La plupart des distributions se basent sur un ensemble de paquets (contenant logiciels, bibliothèques, et autres) liés entre eux par différents types de dépendances. Les formats de paquets les plus répandus sont les fichiers deb (Debian et dérivées), et rpm (Red Hat et dérivées). Les outils dpkg et rpm permettent de manipuler les paquets en local. La couche du dessus, qui contient des outils comme apt et yum, permet la résolution des dépendances. L'utilisateur peut donc choisir les paquets qu'il souhaite installer, et les dépendances sont résolues afin que les paquets nécessaires soient installés et que les éventuels paquets en conflit soient supprimés. L'outil de résolution des dépendances a pour seul but de répondre aux besoins de l'utilisateur sans enfreindre les règles de dépendances et de conflits définies. Éventuellement, cet outil peut répondre qu'il n'existe aucune solution au problème posé...
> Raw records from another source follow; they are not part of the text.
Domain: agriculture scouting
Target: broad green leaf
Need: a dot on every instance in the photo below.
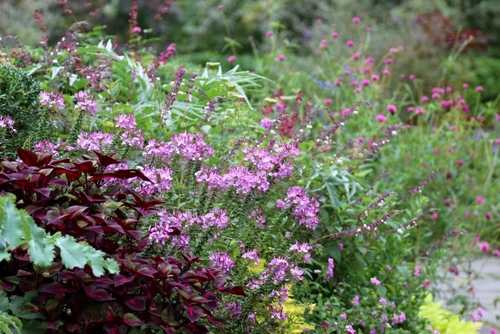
(40, 250)
(11, 221)
(72, 253)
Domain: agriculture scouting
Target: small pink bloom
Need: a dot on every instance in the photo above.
(381, 118)
(480, 199)
(420, 111)
(392, 109)
(484, 246)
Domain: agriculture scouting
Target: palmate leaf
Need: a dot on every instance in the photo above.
(17, 229)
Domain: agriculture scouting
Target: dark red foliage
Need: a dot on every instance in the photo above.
(76, 198)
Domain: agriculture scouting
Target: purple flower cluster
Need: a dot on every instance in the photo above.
(86, 102)
(305, 209)
(252, 255)
(52, 100)
(258, 216)
(126, 122)
(221, 261)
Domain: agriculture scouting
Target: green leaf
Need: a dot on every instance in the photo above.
(11, 221)
(40, 250)
(72, 253)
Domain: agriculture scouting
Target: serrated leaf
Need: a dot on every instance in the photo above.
(40, 250)
(72, 253)
(11, 222)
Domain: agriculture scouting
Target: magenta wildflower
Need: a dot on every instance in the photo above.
(126, 122)
(86, 102)
(305, 209)
(52, 100)
(381, 118)
(7, 122)
(266, 123)
(392, 108)
(484, 246)
(297, 273)
(331, 267)
(167, 54)
(252, 255)
(300, 248)
(221, 261)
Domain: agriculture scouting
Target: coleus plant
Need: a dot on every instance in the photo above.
(78, 199)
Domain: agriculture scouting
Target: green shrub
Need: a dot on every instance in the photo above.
(19, 93)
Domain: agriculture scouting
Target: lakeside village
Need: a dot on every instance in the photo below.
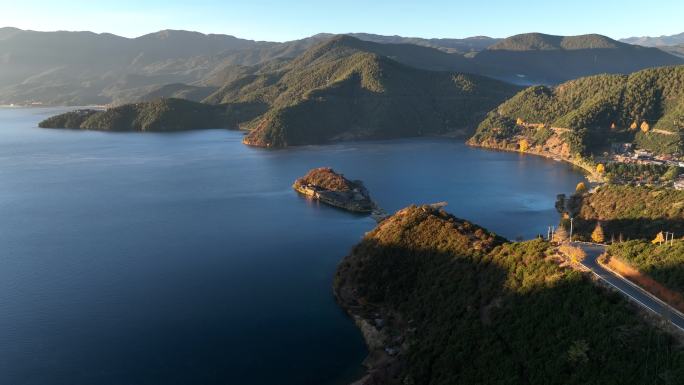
(629, 165)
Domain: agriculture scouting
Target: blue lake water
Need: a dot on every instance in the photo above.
(186, 258)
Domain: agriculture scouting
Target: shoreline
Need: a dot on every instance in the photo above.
(590, 173)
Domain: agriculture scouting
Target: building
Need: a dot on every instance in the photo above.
(679, 184)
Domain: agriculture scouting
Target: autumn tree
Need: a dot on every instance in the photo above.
(560, 235)
(660, 238)
(597, 235)
(580, 188)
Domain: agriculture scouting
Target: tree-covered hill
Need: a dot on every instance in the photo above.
(343, 88)
(587, 114)
(628, 212)
(159, 115)
(451, 303)
(81, 68)
(536, 58)
(346, 88)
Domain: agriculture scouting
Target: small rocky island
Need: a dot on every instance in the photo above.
(329, 187)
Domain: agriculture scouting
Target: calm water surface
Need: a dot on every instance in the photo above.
(187, 258)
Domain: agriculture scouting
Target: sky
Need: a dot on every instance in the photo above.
(293, 19)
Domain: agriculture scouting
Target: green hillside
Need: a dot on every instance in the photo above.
(159, 115)
(351, 89)
(592, 112)
(459, 305)
(628, 212)
(536, 58)
(662, 262)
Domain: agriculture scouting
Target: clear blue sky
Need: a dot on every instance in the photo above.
(293, 19)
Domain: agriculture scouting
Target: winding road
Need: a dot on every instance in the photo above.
(629, 289)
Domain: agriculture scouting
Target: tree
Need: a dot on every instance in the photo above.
(597, 235)
(660, 238)
(561, 235)
(671, 174)
(580, 188)
(560, 203)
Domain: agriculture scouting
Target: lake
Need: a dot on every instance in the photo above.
(186, 258)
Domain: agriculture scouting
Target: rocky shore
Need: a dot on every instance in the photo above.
(554, 149)
(325, 185)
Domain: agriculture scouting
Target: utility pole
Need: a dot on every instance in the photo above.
(571, 219)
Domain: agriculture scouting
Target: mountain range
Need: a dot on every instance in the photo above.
(658, 41)
(79, 68)
(342, 88)
(584, 117)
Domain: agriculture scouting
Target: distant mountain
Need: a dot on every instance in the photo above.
(469, 44)
(346, 88)
(677, 50)
(87, 68)
(537, 58)
(77, 68)
(159, 115)
(584, 116)
(659, 41)
(341, 89)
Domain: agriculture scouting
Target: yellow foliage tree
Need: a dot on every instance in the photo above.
(597, 235)
(560, 235)
(660, 238)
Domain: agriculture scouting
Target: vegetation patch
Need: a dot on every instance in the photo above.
(460, 305)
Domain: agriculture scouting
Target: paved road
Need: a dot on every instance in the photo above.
(628, 288)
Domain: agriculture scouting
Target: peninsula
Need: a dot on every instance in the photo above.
(440, 300)
(327, 186)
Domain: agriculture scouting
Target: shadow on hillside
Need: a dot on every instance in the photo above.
(671, 277)
(626, 229)
(509, 316)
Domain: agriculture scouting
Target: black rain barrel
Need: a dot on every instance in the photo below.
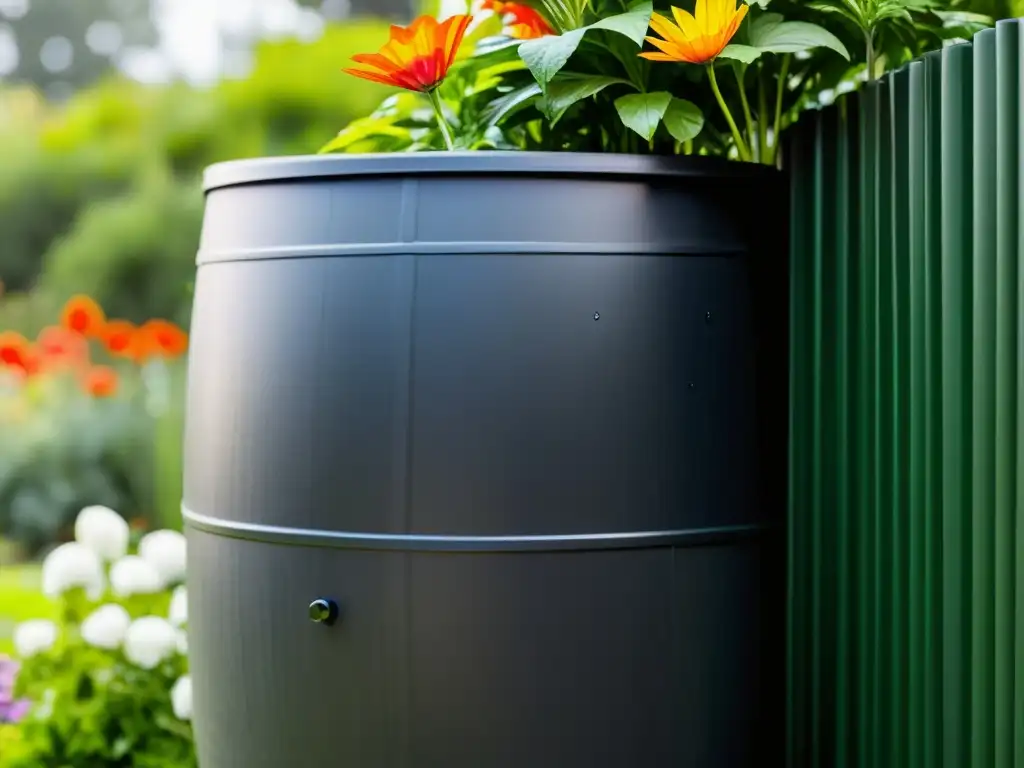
(521, 418)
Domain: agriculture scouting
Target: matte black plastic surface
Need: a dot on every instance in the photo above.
(523, 418)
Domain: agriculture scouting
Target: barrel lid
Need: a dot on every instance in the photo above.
(470, 163)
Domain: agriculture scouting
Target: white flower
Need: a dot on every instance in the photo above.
(181, 697)
(72, 565)
(165, 550)
(102, 530)
(105, 627)
(35, 637)
(150, 640)
(178, 611)
(133, 576)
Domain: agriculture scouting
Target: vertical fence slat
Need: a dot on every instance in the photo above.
(1019, 539)
(955, 178)
(907, 478)
(983, 394)
(933, 403)
(846, 249)
(899, 255)
(885, 377)
(865, 437)
(915, 184)
(1007, 172)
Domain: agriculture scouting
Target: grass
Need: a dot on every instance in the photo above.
(20, 599)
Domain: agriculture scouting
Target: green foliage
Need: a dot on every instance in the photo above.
(61, 450)
(111, 253)
(96, 706)
(586, 89)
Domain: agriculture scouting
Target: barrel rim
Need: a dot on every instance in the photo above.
(554, 164)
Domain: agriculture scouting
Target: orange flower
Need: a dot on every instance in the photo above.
(58, 346)
(698, 38)
(125, 340)
(15, 351)
(117, 336)
(166, 338)
(523, 23)
(417, 57)
(100, 381)
(83, 315)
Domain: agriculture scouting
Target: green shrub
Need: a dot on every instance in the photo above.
(135, 255)
(108, 681)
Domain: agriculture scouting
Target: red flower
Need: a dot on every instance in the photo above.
(417, 57)
(59, 347)
(100, 381)
(15, 350)
(83, 315)
(166, 339)
(521, 22)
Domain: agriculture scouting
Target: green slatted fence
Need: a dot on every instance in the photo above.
(906, 643)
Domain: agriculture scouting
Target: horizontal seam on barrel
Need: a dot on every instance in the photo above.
(209, 255)
(431, 543)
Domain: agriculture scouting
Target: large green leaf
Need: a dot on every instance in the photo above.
(568, 88)
(684, 120)
(633, 25)
(643, 112)
(770, 33)
(744, 53)
(506, 104)
(361, 130)
(547, 55)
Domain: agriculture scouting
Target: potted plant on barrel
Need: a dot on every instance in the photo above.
(603, 76)
(457, 403)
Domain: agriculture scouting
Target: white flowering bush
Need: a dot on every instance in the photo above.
(108, 685)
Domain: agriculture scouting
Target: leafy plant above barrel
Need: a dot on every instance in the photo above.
(704, 77)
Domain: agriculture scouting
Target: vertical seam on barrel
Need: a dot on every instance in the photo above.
(408, 233)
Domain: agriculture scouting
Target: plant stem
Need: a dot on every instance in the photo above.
(777, 125)
(751, 134)
(744, 154)
(445, 129)
(762, 116)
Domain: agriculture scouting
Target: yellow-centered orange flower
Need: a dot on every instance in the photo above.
(417, 57)
(522, 22)
(698, 38)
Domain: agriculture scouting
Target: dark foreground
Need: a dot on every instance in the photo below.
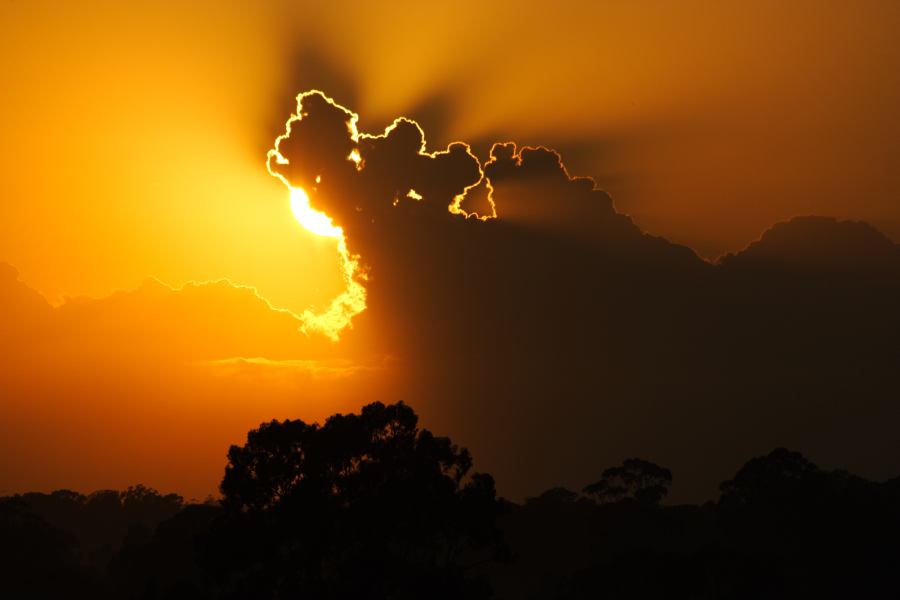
(371, 506)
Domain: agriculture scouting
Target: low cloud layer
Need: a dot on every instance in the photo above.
(153, 384)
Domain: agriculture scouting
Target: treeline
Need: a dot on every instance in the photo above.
(372, 506)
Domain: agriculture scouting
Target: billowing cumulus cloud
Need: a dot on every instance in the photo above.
(559, 337)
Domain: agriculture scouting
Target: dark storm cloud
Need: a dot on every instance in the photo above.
(558, 338)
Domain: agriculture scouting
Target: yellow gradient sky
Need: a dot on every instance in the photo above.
(133, 140)
(134, 135)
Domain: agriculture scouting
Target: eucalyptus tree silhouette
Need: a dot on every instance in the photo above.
(365, 505)
(637, 479)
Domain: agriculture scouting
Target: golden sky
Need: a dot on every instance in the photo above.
(134, 140)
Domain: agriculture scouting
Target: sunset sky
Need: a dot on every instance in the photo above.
(156, 279)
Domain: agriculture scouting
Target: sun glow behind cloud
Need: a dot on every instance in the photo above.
(352, 300)
(312, 220)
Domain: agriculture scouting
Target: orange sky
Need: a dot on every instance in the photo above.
(135, 135)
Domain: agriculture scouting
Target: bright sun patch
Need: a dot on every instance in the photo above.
(312, 220)
(352, 300)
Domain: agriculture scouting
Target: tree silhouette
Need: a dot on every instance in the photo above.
(637, 479)
(365, 505)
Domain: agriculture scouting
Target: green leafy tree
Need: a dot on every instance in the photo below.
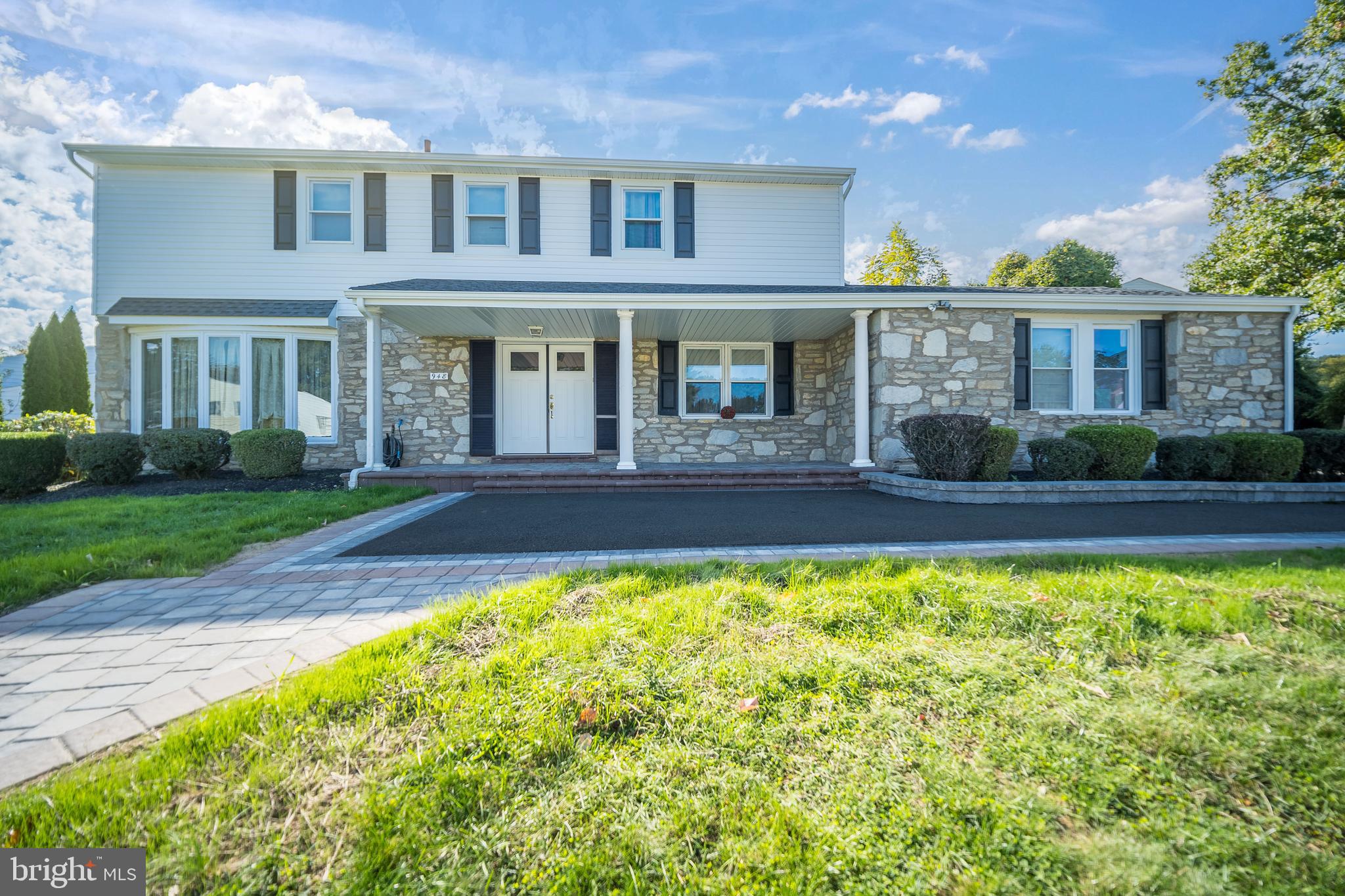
(1279, 202)
(74, 366)
(41, 371)
(903, 261)
(1009, 270)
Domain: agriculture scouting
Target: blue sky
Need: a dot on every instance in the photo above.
(982, 125)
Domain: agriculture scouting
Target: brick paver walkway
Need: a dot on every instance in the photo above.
(102, 664)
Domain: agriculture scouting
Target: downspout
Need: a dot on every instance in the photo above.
(1289, 368)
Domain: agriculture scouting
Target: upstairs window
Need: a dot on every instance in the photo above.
(643, 218)
(328, 211)
(487, 214)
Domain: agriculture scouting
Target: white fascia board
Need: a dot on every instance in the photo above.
(455, 163)
(1078, 304)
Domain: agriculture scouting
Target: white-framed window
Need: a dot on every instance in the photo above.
(234, 381)
(642, 215)
(487, 214)
(1086, 367)
(717, 375)
(330, 211)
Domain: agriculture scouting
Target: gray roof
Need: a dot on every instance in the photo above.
(222, 308)
(730, 289)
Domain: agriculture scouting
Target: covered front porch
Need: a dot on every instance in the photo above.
(617, 383)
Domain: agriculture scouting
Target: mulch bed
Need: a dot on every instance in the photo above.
(158, 484)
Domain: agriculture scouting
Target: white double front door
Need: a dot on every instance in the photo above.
(546, 398)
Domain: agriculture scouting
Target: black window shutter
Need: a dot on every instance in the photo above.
(785, 379)
(684, 221)
(600, 218)
(481, 377)
(287, 214)
(1021, 363)
(529, 217)
(667, 379)
(604, 396)
(441, 213)
(1155, 364)
(376, 213)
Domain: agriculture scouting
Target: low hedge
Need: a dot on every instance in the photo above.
(30, 461)
(1324, 454)
(1060, 458)
(106, 458)
(1192, 457)
(269, 454)
(1124, 449)
(192, 454)
(944, 446)
(1000, 444)
(1262, 457)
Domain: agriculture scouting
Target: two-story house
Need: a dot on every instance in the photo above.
(606, 309)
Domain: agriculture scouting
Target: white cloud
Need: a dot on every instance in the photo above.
(996, 140)
(912, 108)
(969, 60)
(1153, 238)
(665, 62)
(848, 98)
(45, 234)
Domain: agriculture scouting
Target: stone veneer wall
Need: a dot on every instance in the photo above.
(802, 437)
(1225, 372)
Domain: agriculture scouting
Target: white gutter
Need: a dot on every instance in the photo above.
(1289, 368)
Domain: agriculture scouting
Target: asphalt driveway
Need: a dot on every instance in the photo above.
(653, 521)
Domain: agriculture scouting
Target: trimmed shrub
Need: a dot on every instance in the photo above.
(1000, 445)
(944, 446)
(1192, 457)
(192, 454)
(1262, 457)
(1122, 449)
(269, 454)
(106, 458)
(65, 422)
(1324, 454)
(1061, 459)
(30, 461)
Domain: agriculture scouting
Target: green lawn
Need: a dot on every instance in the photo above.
(54, 547)
(1063, 725)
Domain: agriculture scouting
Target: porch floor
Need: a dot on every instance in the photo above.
(560, 476)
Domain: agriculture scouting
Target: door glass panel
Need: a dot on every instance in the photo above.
(268, 383)
(315, 387)
(703, 398)
(223, 386)
(151, 385)
(186, 363)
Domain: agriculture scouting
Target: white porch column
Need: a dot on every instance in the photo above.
(374, 395)
(626, 393)
(861, 389)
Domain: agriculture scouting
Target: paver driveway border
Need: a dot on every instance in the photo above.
(99, 666)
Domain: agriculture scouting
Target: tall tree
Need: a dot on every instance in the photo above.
(1279, 202)
(41, 371)
(74, 366)
(1066, 264)
(903, 261)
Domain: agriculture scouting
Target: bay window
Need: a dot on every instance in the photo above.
(234, 382)
(1083, 367)
(720, 375)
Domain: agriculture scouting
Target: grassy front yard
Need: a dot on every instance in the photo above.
(54, 547)
(1107, 726)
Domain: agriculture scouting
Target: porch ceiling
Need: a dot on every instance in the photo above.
(721, 326)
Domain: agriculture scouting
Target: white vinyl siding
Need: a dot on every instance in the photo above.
(208, 233)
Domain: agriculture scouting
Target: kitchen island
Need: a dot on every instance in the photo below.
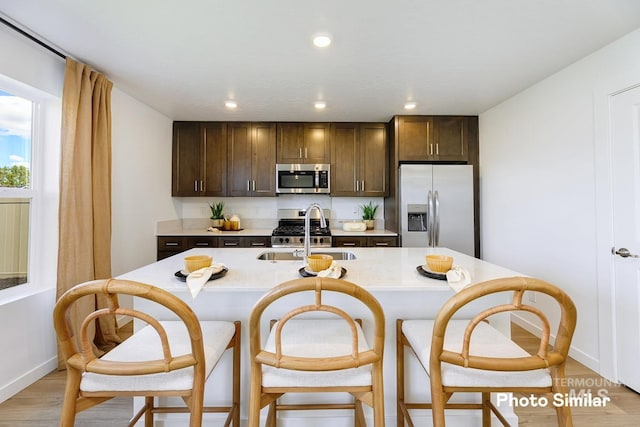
(389, 273)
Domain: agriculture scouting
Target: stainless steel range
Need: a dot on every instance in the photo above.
(290, 230)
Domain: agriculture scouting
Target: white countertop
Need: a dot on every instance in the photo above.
(379, 269)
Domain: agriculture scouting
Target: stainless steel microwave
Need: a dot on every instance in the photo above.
(302, 178)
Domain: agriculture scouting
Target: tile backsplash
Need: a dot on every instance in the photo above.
(261, 212)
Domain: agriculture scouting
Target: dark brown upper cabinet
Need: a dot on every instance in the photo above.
(359, 159)
(303, 143)
(199, 165)
(252, 159)
(433, 138)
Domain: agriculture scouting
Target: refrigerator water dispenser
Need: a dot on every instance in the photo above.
(416, 217)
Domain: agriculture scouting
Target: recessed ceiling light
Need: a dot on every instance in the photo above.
(322, 40)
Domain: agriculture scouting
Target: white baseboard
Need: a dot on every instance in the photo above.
(16, 386)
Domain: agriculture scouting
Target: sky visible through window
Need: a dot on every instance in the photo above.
(15, 131)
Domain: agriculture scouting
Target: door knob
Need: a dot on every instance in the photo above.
(624, 253)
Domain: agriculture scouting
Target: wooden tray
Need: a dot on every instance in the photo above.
(304, 273)
(183, 278)
(431, 274)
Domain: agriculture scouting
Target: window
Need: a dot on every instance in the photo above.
(16, 189)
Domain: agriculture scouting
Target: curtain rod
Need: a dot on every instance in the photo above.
(32, 38)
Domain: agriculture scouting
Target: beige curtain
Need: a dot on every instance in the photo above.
(85, 190)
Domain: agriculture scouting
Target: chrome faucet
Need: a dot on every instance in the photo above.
(323, 224)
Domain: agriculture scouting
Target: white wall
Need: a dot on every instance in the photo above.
(141, 178)
(538, 180)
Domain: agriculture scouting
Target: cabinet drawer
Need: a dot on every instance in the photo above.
(349, 241)
(230, 242)
(202, 242)
(257, 242)
(382, 241)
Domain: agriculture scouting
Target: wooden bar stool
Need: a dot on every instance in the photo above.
(164, 358)
(472, 356)
(316, 354)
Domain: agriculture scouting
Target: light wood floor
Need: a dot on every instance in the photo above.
(39, 404)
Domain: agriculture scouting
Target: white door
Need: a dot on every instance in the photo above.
(625, 139)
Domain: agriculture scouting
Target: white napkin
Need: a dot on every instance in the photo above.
(458, 278)
(197, 279)
(334, 271)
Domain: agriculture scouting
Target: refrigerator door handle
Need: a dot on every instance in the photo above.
(436, 219)
(430, 218)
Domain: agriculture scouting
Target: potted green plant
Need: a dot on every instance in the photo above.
(369, 214)
(217, 219)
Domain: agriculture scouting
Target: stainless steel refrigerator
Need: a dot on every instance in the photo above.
(437, 207)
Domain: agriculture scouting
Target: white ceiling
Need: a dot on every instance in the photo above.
(451, 57)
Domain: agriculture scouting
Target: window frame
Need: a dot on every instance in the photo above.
(39, 215)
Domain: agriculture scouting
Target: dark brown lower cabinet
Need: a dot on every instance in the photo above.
(171, 245)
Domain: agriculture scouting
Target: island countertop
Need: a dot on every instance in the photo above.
(380, 269)
(389, 273)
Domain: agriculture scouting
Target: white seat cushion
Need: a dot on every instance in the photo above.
(145, 345)
(485, 341)
(316, 338)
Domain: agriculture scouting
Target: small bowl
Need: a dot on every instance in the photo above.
(439, 263)
(196, 262)
(319, 262)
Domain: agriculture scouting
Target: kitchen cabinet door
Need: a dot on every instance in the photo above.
(433, 138)
(252, 159)
(186, 161)
(199, 161)
(415, 138)
(359, 159)
(263, 159)
(344, 154)
(372, 166)
(317, 143)
(303, 143)
(450, 138)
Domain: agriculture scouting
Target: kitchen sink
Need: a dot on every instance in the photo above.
(297, 255)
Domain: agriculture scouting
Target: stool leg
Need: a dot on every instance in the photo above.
(399, 373)
(486, 409)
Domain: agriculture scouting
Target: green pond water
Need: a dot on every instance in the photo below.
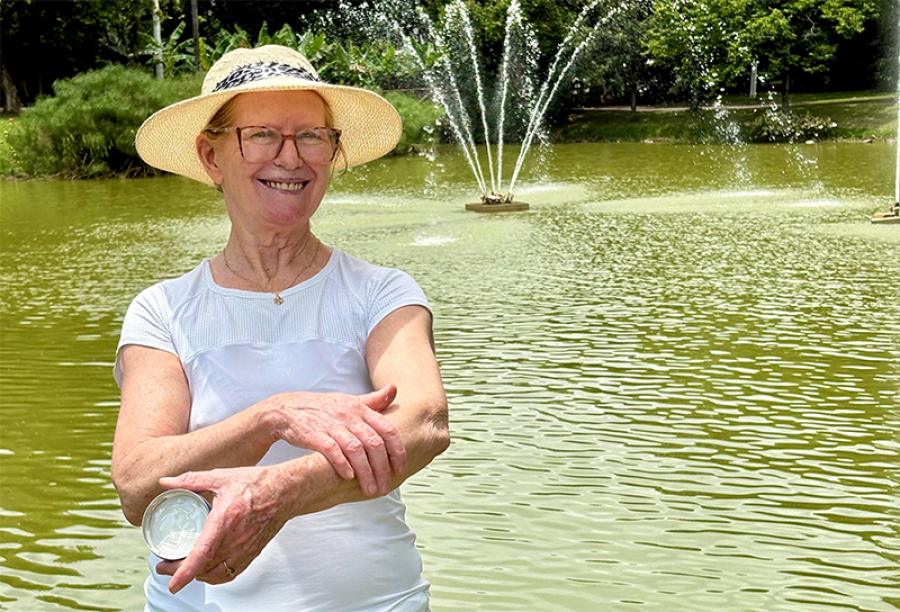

Dans les faits, il existe différents solveurs de dépendances différents entre les distributions, et même au sein de chaque distribution. Dans la plupart cas, il n'existe pas de bonne raison à cet état de fait. Seuls certains domaines spécifiques (par exemple, l'embarqué) peuvent nécessiter un algorithme de résolution différent. Lors de sa conférence intitulée « Cross-distro dependency resolution: reusing solvers among distros », Stefano Zacchiroli, développeur Debian, présente le travail réalisé dans le but de créer un format standard de description des problèmes de résolution de dépendances. Ceci a pour but de pouvoir abstraire ces derniers en omettant les spécificités de chaque distribution (par exemple, transformer les différents niveaux de liens entre les paquets dans Debian : Depends/Recommends/Suggests/Conflicts/Replaces/etc. et la notion de paquets virtuels), et donc de pouvoir travailler sur des solveurs performants et éventuellement utilisés largement par les différentes distributions, en évitant la duplication du travail.

Plus de détails dans la suite de la dépêche

NdM : Merci à Adrien Cunin pour son journal à l'origine de la dépêche.

Sortie de Pharo 1.0

Posté par . Modéré par NoNo.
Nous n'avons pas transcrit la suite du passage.